Breen, who grew up working in a spice company with his family, said he also uses Xanthan gum and potato flour as substitutes. Antico Forno, a restaurant of the same owner known for its pizza, is now working on a gluten-free pizza dough, which Breen, who serves as kitchen manager there, said is not quite finalized but almost there. They are currently working on capturing the proper texture. Antico Forno also serves gluten-free pasta.

As for other restaurants in the area, Breen feels they are on the same gluten-free page.
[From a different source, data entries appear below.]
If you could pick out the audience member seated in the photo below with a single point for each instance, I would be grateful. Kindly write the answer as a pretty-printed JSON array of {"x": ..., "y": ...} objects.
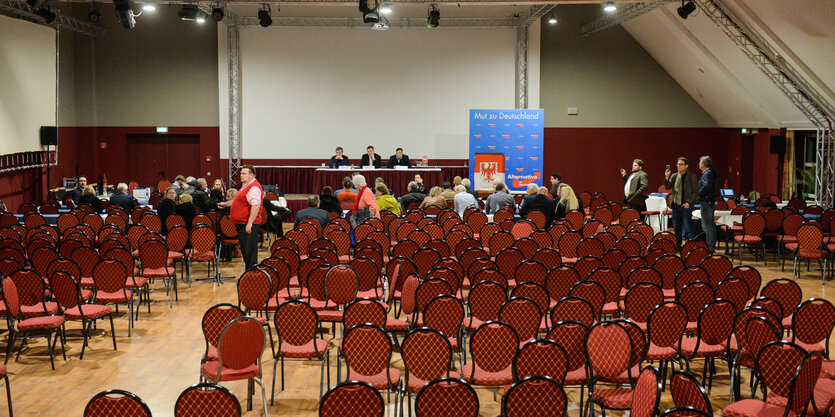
[
  {"x": 201, "y": 197},
  {"x": 385, "y": 201},
  {"x": 347, "y": 194},
  {"x": 186, "y": 209},
  {"x": 499, "y": 198},
  {"x": 166, "y": 206},
  {"x": 567, "y": 202},
  {"x": 434, "y": 198},
  {"x": 313, "y": 212},
  {"x": 78, "y": 191},
  {"x": 413, "y": 196},
  {"x": 421, "y": 186},
  {"x": 122, "y": 199},
  {"x": 466, "y": 183},
  {"x": 216, "y": 194},
  {"x": 328, "y": 202},
  {"x": 535, "y": 201},
  {"x": 365, "y": 197},
  {"x": 371, "y": 158},
  {"x": 448, "y": 194},
  {"x": 463, "y": 200},
  {"x": 339, "y": 159},
  {"x": 398, "y": 159},
  {"x": 88, "y": 197}
]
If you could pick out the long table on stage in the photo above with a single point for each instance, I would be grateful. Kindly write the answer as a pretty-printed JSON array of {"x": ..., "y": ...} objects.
[{"x": 311, "y": 179}]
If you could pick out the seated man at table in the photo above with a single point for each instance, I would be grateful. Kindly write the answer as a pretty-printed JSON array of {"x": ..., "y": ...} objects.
[
  {"x": 535, "y": 201},
  {"x": 339, "y": 159},
  {"x": 328, "y": 202},
  {"x": 414, "y": 196},
  {"x": 122, "y": 199},
  {"x": 398, "y": 159},
  {"x": 463, "y": 200},
  {"x": 313, "y": 212},
  {"x": 78, "y": 191},
  {"x": 371, "y": 158},
  {"x": 500, "y": 198}
]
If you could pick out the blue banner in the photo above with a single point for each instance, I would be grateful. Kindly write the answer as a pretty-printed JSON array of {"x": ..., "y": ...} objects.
[{"x": 506, "y": 145}]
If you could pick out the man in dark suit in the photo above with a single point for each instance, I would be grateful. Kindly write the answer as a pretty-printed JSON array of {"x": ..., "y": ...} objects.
[
  {"x": 371, "y": 158},
  {"x": 398, "y": 159},
  {"x": 122, "y": 199},
  {"x": 201, "y": 197},
  {"x": 313, "y": 212},
  {"x": 339, "y": 159},
  {"x": 685, "y": 188},
  {"x": 535, "y": 201},
  {"x": 635, "y": 185}
]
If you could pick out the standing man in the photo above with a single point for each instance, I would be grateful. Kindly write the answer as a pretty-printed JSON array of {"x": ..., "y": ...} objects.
[
  {"x": 371, "y": 158},
  {"x": 707, "y": 200},
  {"x": 399, "y": 159},
  {"x": 635, "y": 186},
  {"x": 246, "y": 214},
  {"x": 556, "y": 181},
  {"x": 685, "y": 191},
  {"x": 76, "y": 193},
  {"x": 339, "y": 159}
]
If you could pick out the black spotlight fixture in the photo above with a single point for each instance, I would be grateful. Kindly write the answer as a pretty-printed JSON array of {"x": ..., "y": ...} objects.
[
  {"x": 47, "y": 15},
  {"x": 434, "y": 18},
  {"x": 217, "y": 13},
  {"x": 686, "y": 9},
  {"x": 94, "y": 16},
  {"x": 264, "y": 16},
  {"x": 370, "y": 11}
]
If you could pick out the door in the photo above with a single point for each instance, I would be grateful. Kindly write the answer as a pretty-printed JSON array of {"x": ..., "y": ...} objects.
[{"x": 155, "y": 157}]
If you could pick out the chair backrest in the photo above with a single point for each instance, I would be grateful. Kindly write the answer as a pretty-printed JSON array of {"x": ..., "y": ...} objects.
[
  {"x": 447, "y": 397},
  {"x": 116, "y": 403},
  {"x": 688, "y": 392},
  {"x": 240, "y": 344},
  {"x": 541, "y": 357},
  {"x": 352, "y": 398},
  {"x": 647, "y": 393},
  {"x": 535, "y": 396},
  {"x": 493, "y": 346},
  {"x": 207, "y": 399},
  {"x": 427, "y": 354}
]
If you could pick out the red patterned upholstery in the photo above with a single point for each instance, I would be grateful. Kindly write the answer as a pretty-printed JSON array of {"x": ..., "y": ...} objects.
[
  {"x": 207, "y": 399},
  {"x": 116, "y": 403},
  {"x": 535, "y": 396}
]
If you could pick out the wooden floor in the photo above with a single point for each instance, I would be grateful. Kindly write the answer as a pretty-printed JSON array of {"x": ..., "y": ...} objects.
[{"x": 162, "y": 358}]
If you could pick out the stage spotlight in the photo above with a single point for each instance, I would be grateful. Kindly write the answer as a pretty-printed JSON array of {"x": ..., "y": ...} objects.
[
  {"x": 434, "y": 17},
  {"x": 370, "y": 11},
  {"x": 686, "y": 9},
  {"x": 94, "y": 16},
  {"x": 264, "y": 16},
  {"x": 125, "y": 14},
  {"x": 46, "y": 14},
  {"x": 218, "y": 14}
]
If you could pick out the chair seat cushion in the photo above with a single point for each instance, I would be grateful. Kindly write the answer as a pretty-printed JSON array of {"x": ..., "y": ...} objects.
[
  {"x": 485, "y": 378},
  {"x": 91, "y": 311},
  {"x": 305, "y": 351},
  {"x": 384, "y": 380},
  {"x": 618, "y": 398},
  {"x": 752, "y": 408},
  {"x": 35, "y": 323},
  {"x": 38, "y": 309},
  {"x": 210, "y": 369},
  {"x": 114, "y": 297}
]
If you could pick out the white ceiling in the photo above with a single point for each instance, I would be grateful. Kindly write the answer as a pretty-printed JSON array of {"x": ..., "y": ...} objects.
[{"x": 734, "y": 91}]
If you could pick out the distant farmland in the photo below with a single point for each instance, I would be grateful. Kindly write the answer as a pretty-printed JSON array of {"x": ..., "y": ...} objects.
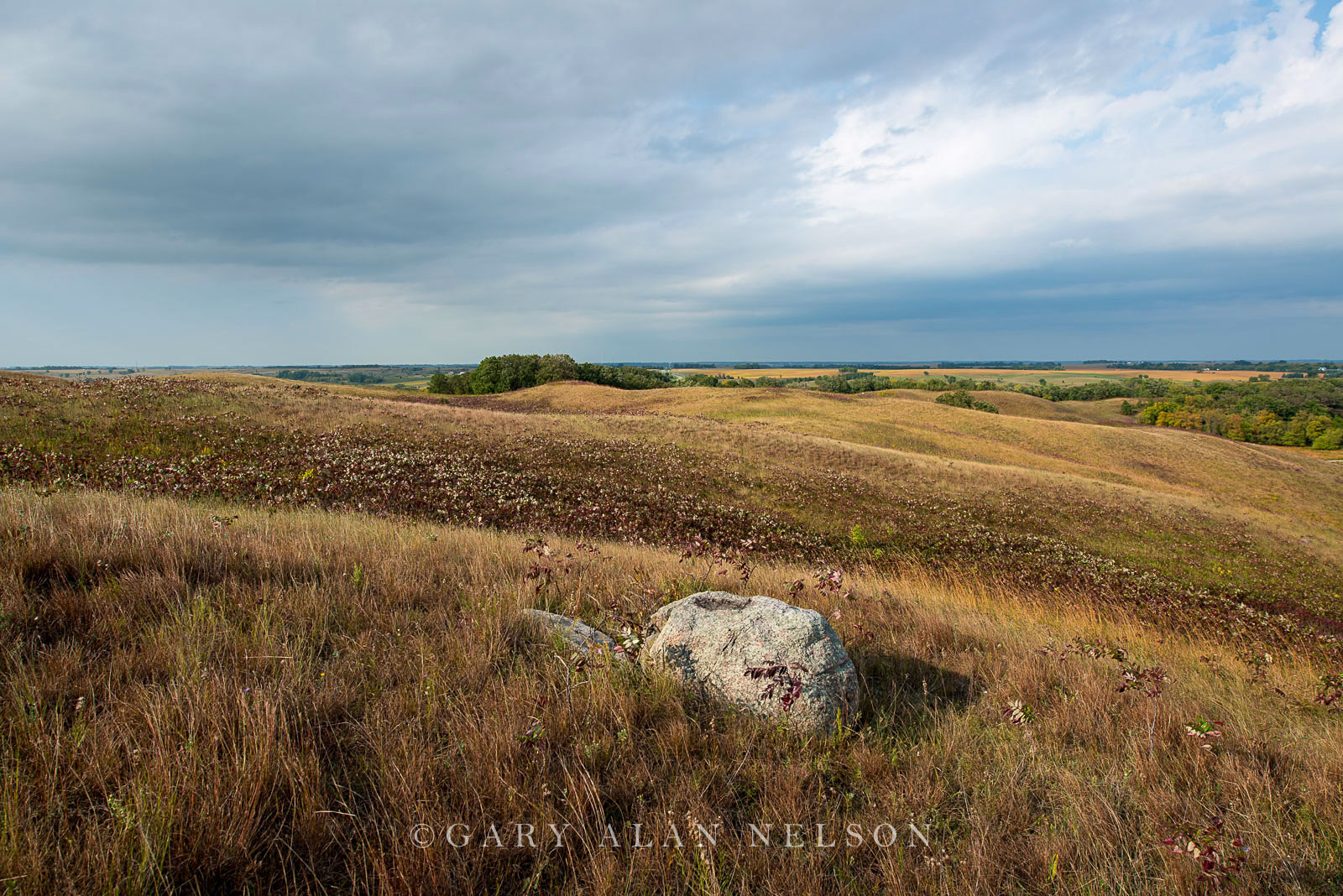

“I’ve noticed people picking it up more,” Breen said. “Barbara Lynch has gluten-free options. It’s definitely picking up as a food trend.”

Once Breen began working on new recipes, it became a routine. He keeps all utensils separate and covers everything and trains his other cooks to do the same. Chickpea flour is a common substitution, something he uses in the Pork Osso Bucco and what he uses to bread the chicken. He makes about three to four gluten-free pastas a day and usually makes more on the weekends.

“I’ve seen a lot of gluten-free people,” Breen said. “We make our recipes fresh and we go through them a lot.”

Thanks to restaurants like Terramia and Antico Forno, people like Jasmine Daniel no longer have to fear what they are putting in their mouths. Now someone go find Jasmine and tell her to take a trip to the North End. We heard she’s never been.